The year 2020 has been like no other, with Covid-19 having devastating, profound effects. When it comes to cybersecurity, the pandemic tested the resilience of organizations around the world. It is no longer enough to be secure. Now there is added pressure to be agile and flexible enough to adapt to new ways of working...
As the year draws to a close, it would be useful to reflect on the many lessons of 2020. We made some predictions last year about how we thought the year would shape up from a cyber risk perspective. Looking back our expectations were pretty accurate. So what did our experts anticipate and how did that compare to what actually happened?
Prediction 1 - Increased board interest in cybersecurity risk: We recommended that firms engage more closely with their boards around cybersecurity matters and communicate cyber risk information in financial, quantitative terms. Covid-19 amplified this recommendation as the need to justify expenditure rocketed in importance. This was because cyber risks increased during the pandemic while budgets were being slashed.
Prediction Trend 2 – Higher need for vendor risk management: Our recommendation was that organizations manage vendor risks consistently, thoroughly, and frequently. The recent attack on SolarWinds has been a major wake-up call for organizations on this topic. This state-sponsored attack was a prime example of why the management of vendor risks will continue to be essential.

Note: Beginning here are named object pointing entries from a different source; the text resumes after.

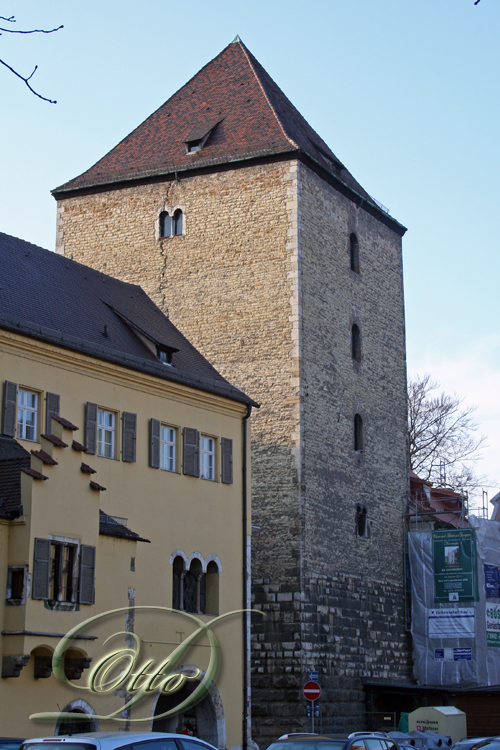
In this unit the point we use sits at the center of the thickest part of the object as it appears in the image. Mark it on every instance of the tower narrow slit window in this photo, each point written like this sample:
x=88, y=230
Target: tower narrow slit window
x=362, y=522
x=165, y=224
x=356, y=343
x=358, y=433
x=177, y=222
x=354, y=251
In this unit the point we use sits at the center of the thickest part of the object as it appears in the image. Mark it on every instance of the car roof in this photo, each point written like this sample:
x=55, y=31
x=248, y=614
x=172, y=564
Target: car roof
x=309, y=737
x=111, y=740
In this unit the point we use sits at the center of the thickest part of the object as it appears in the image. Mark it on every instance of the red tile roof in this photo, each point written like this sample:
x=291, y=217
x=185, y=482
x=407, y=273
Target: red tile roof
x=246, y=113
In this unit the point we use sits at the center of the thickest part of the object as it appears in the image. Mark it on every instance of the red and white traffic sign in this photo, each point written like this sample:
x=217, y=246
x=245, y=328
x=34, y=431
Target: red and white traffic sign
x=311, y=691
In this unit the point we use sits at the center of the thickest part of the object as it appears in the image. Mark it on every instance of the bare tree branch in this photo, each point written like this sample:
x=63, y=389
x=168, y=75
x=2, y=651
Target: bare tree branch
x=439, y=430
x=27, y=79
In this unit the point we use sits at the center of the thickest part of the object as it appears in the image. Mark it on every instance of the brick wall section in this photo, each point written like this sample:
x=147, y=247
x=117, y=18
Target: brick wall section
x=335, y=477
x=260, y=283
x=227, y=285
x=346, y=628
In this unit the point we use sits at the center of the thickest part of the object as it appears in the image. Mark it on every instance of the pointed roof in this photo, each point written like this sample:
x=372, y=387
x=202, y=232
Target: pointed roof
x=237, y=112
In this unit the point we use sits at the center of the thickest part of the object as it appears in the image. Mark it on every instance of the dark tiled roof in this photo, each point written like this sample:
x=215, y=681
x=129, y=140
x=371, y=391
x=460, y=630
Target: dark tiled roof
x=13, y=458
x=109, y=526
x=50, y=297
x=247, y=113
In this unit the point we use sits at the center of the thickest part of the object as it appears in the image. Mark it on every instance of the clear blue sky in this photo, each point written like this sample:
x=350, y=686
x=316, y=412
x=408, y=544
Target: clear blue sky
x=405, y=93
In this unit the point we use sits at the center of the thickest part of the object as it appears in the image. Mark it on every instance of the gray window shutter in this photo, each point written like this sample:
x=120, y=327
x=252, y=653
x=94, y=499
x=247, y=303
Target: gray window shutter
x=41, y=569
x=191, y=452
x=154, y=443
x=91, y=427
x=52, y=410
x=129, y=433
x=9, y=408
x=87, y=574
x=227, y=460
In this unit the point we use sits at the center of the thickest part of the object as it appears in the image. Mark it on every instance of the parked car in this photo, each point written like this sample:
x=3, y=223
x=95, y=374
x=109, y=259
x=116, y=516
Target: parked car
x=354, y=741
x=469, y=742
x=478, y=743
x=117, y=740
x=10, y=743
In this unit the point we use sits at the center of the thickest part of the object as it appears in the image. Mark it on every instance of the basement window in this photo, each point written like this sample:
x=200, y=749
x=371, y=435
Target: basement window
x=16, y=584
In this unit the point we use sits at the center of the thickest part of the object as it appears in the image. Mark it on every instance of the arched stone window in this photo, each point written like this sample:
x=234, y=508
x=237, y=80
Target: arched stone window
x=358, y=433
x=177, y=222
x=194, y=588
x=355, y=343
x=354, y=251
x=195, y=585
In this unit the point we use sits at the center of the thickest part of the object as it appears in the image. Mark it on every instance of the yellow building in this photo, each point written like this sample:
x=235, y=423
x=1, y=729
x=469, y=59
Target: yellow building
x=123, y=486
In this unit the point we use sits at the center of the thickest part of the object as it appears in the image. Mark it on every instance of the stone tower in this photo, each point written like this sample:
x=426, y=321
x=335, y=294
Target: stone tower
x=242, y=224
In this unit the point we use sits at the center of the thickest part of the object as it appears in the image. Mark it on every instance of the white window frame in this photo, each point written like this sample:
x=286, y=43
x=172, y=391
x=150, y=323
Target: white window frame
x=207, y=457
x=23, y=410
x=168, y=445
x=102, y=429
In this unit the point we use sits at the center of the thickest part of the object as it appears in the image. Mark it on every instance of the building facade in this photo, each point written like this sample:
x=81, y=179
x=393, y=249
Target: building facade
x=123, y=486
x=226, y=201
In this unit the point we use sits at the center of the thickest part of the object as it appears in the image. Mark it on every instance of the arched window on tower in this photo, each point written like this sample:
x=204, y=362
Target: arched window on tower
x=358, y=433
x=165, y=224
x=354, y=250
x=355, y=343
x=177, y=223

Prediction 3 - Ever-growing data protection and privacy regulations: We noted that in 2020, various privacy regulations would come into force (including Canada’s PIPEDA and Brazil’s LGPD) and suggested many organizations would have to play catchup to make sure they were compliant. We also saw GDPR continue to bite offenders: Marriot International were fined £18.4million and British Airways were fined £20million. Though these fines were both reduced due to the impacts of Covid-19, they are the biggest penalties to date.
Prediction 4 - Greater adoption of flexible integrated risk management platforms: Due to the budget cuts already mentioned, it is more cost-effective to centralize cyber risk information. We encouraged organizations to consolidate risk management systems wherever possible. This has and will continue to provide various benefits to organizations, including efficiency, accuracy, and availability.
With everything mentioned above, it is clear that organizations need to take cyber risk management seriously and continue to find new ways to improve. This doesn’t mean buying every silver bullet, but rather taking more of a focus on existing risks and using that information to navigate the complex decisions that lie ahead. Only then can organizations build resilience and agility which will be vital to surviving the uncertain future.